Bu çalışmayı meslek olmaktan çıkaran en önemli özellik ise insanın canı üzerinde riskli bir çalışma yapmalarıdır. Bu kolay anlaşılabilir bir cesaret değildir.
Her türlü maddeyle oynayabilirsiniz. Hata yaptığınızda en fazla bir hammaddeyi işe yaramaz hale getirirsiniz. Yenisini alır, hatanızı da telafi edebilirsiniz.
Ama insan olan Cerrahın insanın herhangi bir organındaki arızayı düzeltmek için yaptığı cerrahi çalışmaların riski sakatlık ve ölümdür. Yani o insanın dünya hayatına nokta konmasına vesile olmuş olur.
İşte bu yapılan işe sözlük anlamıyla meslek denemez. Çünkü meslekten daha öte bir iştir.
Cerrahın da bir insan olduğunu düşünürsek eğer insanın kendisiyle olan bu cesur çalışmasını yine insan olarak kolay bir şekilde anlamak mümkün değil.
İş dönüp dolaşıp geliyor adı insan olan bu canlının yine insanı hayretlere düşüren özelliklerine. Çünkü insanın dışında bu tür işlerle başka hiçbir canlı uğraşamaz.
Ah bu insan!
Yaratıcımızın her yarattığını dünyaya uyumlu olabilecek bir donanımda yaratması çerçevesinde insanoğlu bütün canlıların en üst donanıma sahip oldukları ortadadır.
Şu ayetlere bakıp uzun uzun düşünelim. Anlamak için bakıp düşünmenin gerekliliğini her akıl sahibi bilir.
&&Gaşiye suresi 17-20: ‘’Bu insanlar, devenin nasıl yaratıldığına, göğün nasıl yükseltildiğine, dağların nasıl dikildiğine, yerin nasıl yayıldığına bir bakmazlar mı? Deveye bakmıyorlar mı, nasıl yaratılmıştır! ‘’
İşte insan bu sırların peşinden gidebilecek cesarette ve zihinsel donanımda yaratılmıştır. İnsanın en dikkat çekici özelliklerinden birisi de merak duygusudur.
Düşünen insan merak duygusuyla hep görünmeyeni merak etmiştir. Hep bir sonraki aşamayı merak etmiştir. Bu merak sayesinde Tıp dünyasında bilhassa cerrahide gelinen nokta insanlığın büyük bölümünü şaşkına çevirmiş durumdadır.
Organ nakillerinin her çeşidi, ortopedi ameliyatları, beyin cerrahisi, mikro cerrahi denilen bu alanın en çılgın işi kalp cerrahisidir. Daha aklımızın ermediği detayları üreten de insanoğlu, anlayan da insanoğlu, şaşkına dönen de insanoğlu, daha fazla çalışan da insanoğlu.

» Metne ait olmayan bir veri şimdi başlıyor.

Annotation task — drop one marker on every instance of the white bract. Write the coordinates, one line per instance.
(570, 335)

Her alanda ve her şey için dünyanın her halinde etkin olan bir canlıdır insanoğlu. Şimdi gözünü uzaya dikmiş durumdadır.
Haydi kolay gelsin bize, size, onlara.
Ey cerrahlar selam olsun sizlere.
Değerli okurlarım, hoş olunuz, hoşça kalınız, Allah’a emanet olunuz.